Jahn: Honecker litt zwar unter einem erheblichen Realitätsverlust, was die wirtschaftliche Lage im eigenen Land anging.Aber er konnte eben auch feststellen, dass ein Großteil der Menschen sich mit dem Staat arrangiert hatten und das SED-System damit stabilisierten. Er hat Perestroika und Glasnost als innersowjetische Probleme abgetan, aber für die kleine Opposition der DDR war das Rückwind.

War Ihnen bewusst, dass die Politik Gorbatschows das Ende Honeckers bedeuten könnte?

Jahn: Mitte der 80er-Jahre wurde mir klar, dass die DDR mittelfristig nicht mehr weiter bestehen wird. Dass sie wegen ihrer inneren Widersprüche in sich zusammenbrechen würde. Und 1989 wurde endgültig deutlich, dass die Menschen die Angst vor Honeckers System verloren und für Menschenrechte auf die Straße gingen. Wenn Menschen die Angst verlieren, ist eine Diktatur am Ende.

Da tönte Honecker aber noch davon, dass die Mauer noch 50 oder 100 Jahre stehen werde. Hat er das wirklich geglaubt?

Jahn: Vielleicht. Das hätte allerdings die Erhaltung der Macht durch die SED vorausgesetzt. Aber selbst viele Funktionäre hatten gesagt: Wenn es eine Demokratisierung der DDR nach westlichem Vorbild gibt, verliert die DDR ihre Existenzberechtigung. Und genau so ist es gekommen.

Nach der Wende kam heraus, das Honecker und die anderen DDR-Größen zwar sehr spießig, aber doch in einem gewissen Luxus lebten. Waren Sie überrascht?

Jahn: Nein. Vieles war bekannt, anderes ahnte man. Über die Privilegien der SED-Spitzen wurden Witze gemacht, es gab Empörung darüber, dass die Honeckers und Mielkes Wasser predigten und selbst Wein tranken. Zum Beispiel durch Fotos von Honecker auf der Jagd fühlten viele sich provoziert, weil die selbst ernannten Führer der Arbeiterklasse sich wie Bonzen aufführten. Und so wurden sie ja auch genannt.

Birgt die Persönlichkeit Honecker heute noch irgendwelche Geheimnisse?

Jahn: Über Honeckers Werdegang vom Chef der FDJ bis zum Generalsekretär der SED gibt es sicherlich noch vieles zu untersuchen. Besonders wichtig scheint mir eine Erforschung seines Bildes in der internationalen Wahrnehmung zu sein. Da wurde stets an vielen Legenden gestrickt, statt seine Rolle als Organisator des Mauerbaus und Verantwortlicher für die SED-Diktatur zu beleuchten.
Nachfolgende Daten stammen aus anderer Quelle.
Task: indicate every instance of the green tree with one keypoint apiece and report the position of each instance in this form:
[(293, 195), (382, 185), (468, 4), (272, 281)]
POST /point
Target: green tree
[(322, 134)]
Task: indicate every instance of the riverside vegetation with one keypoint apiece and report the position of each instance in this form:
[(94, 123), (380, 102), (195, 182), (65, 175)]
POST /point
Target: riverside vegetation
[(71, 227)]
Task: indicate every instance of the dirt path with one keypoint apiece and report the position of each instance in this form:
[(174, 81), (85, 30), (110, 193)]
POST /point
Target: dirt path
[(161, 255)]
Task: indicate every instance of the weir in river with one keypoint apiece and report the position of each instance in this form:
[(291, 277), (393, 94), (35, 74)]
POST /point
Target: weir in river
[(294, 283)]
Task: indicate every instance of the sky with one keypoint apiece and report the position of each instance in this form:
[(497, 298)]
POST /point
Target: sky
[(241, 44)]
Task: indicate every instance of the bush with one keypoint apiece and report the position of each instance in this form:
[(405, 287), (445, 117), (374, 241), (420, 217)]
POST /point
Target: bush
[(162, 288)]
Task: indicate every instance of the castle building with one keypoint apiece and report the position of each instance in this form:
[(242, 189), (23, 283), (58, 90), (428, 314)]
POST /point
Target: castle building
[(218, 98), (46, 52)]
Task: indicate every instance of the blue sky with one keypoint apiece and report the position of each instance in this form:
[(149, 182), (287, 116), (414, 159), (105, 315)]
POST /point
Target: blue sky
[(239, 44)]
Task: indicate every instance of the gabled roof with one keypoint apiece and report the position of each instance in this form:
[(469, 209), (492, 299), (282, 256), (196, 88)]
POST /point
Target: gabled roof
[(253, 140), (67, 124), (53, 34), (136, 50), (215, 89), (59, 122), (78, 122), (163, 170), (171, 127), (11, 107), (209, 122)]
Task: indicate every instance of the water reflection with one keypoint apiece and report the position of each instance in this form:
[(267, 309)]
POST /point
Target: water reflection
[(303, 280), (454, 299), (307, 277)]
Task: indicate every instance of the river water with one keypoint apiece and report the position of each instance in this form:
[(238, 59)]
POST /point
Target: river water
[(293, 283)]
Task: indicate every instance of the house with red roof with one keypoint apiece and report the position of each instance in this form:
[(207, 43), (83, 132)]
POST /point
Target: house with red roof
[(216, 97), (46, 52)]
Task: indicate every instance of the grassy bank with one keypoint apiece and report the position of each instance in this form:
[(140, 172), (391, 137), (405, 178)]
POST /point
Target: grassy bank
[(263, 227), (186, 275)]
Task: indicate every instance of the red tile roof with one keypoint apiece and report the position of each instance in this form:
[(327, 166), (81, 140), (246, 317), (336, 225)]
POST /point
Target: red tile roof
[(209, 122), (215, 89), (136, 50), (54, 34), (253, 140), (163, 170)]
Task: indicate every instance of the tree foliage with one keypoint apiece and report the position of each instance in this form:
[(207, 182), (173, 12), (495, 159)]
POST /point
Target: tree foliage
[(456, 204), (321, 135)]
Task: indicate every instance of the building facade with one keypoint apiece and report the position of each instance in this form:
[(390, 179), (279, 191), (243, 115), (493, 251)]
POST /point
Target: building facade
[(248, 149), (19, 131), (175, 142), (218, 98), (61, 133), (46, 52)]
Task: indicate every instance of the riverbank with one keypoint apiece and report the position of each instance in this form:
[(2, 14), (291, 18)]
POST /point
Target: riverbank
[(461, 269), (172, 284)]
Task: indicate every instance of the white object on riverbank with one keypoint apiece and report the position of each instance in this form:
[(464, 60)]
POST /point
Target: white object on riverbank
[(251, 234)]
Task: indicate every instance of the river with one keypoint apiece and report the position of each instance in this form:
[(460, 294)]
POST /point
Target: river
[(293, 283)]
Viele Menschen, vor allem Jugendliche, wissen heute - über 20 Jahre nach dem Mauerfall - wenig über Honecker und seinen Staat. Ist der Kampf gegen Legenden nicht bereits verloren?

Jahn: Nein. Wir alle sind herausgefordert, bei jungen Menschen Interesse für die deutsche Geschichte zu wecken. Je besser wir begreifen, wie Diktaturen funktionieren, desto besser können wir Demokratie gestalten.